How many senior level employees in the federal government have degrees from diploma mills?
The real answer: no one knows. That is the conclusion of the GAO’s Robert J. Cramer, Managing Director for GAO’s Office of Special Investigations, who testified before a Congressional subcommittee on the issue. A recent investigation found that there is a problem but there isn’t a system in place to accurately verify the validity of educational degrees claimed by federal employees.
Having said that, it is clear that some senior federal employees have obtained degrees from educational companies that do not require any work to earn the degrees.
GAO defines diploma mills as nontraditional, unaccredited, postsecondary schools offering degrees for a low flat fee, promoting the award of academic credits based on life experience, and not requiring classroom instruction.
To get some idea of whether the federal government has paid for degrees from diploma mills, investigators asked four of these schools to provide information concerning the number of current and former students identified in their records as federal employees and how much of the fees for these employees were paid by the federal government.
GAO also asked eight federal agencies for a list of senior employees, GS-15 or higher, and the names of any postsecondary institutions from which these employees had reported receiving degrees.
Some agencies don’t keep these records so tallying that information from these agencies was not possible.
For the convenience of its customers, and to meet government requirements, GAO discovered that some of the “schools” would modify their billing practices to comply with government requirements. For example, a school might charge a flat fee for a particular degree. Since the government will not pay for a degree, the school arranged with GAO’s undercover investigator to bill an agency for enough individual courses to cover the flat fee it charged for the degree.
GAO asked the Department of Education, Energy, Health and Human Services, Department of Homeland Security, Department of Transportation, Veterans Administration, Small Business Administration and Office of Personnel Management for information. 28 senior employees in these listed degrees from unaccredited schools, and 1 employee received tuition reimbursement of $1,787.44 toward a degree from a diploma mill.

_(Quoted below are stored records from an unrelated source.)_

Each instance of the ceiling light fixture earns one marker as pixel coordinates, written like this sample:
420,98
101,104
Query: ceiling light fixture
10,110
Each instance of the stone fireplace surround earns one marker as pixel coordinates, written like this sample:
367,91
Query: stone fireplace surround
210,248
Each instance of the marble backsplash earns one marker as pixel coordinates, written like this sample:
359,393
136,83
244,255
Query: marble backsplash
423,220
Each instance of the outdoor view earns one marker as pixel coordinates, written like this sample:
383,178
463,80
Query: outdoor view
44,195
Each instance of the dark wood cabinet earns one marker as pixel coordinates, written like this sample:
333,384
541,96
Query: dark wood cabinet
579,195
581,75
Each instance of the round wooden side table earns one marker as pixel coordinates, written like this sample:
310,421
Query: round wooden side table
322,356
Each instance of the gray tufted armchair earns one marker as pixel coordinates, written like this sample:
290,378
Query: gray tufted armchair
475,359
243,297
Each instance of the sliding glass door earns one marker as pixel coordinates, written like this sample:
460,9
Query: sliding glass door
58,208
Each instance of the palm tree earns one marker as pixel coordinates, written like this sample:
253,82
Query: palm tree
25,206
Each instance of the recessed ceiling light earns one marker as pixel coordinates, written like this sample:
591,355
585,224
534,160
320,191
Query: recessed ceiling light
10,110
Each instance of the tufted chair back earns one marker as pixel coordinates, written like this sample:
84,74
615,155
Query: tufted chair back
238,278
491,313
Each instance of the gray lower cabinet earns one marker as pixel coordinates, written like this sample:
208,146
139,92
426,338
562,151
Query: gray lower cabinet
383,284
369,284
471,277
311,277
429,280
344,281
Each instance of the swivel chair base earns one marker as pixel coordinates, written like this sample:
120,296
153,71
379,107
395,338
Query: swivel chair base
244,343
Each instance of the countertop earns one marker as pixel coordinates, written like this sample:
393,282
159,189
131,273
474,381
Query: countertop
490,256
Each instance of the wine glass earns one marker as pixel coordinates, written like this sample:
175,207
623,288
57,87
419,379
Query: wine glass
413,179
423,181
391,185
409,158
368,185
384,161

The final result is that agencies are not able to provide reliable data because they do not have systems to verify academic degrees or to detect fees for degrees disguised as payment for individual training courses. Additionally, the agency data GAO found do not reflect the extent to which senior-level federal employees have diploma mill degrees. This is because the agencies do not sufficiently verify the degrees that employees claim to have or the schools that issued the degrees.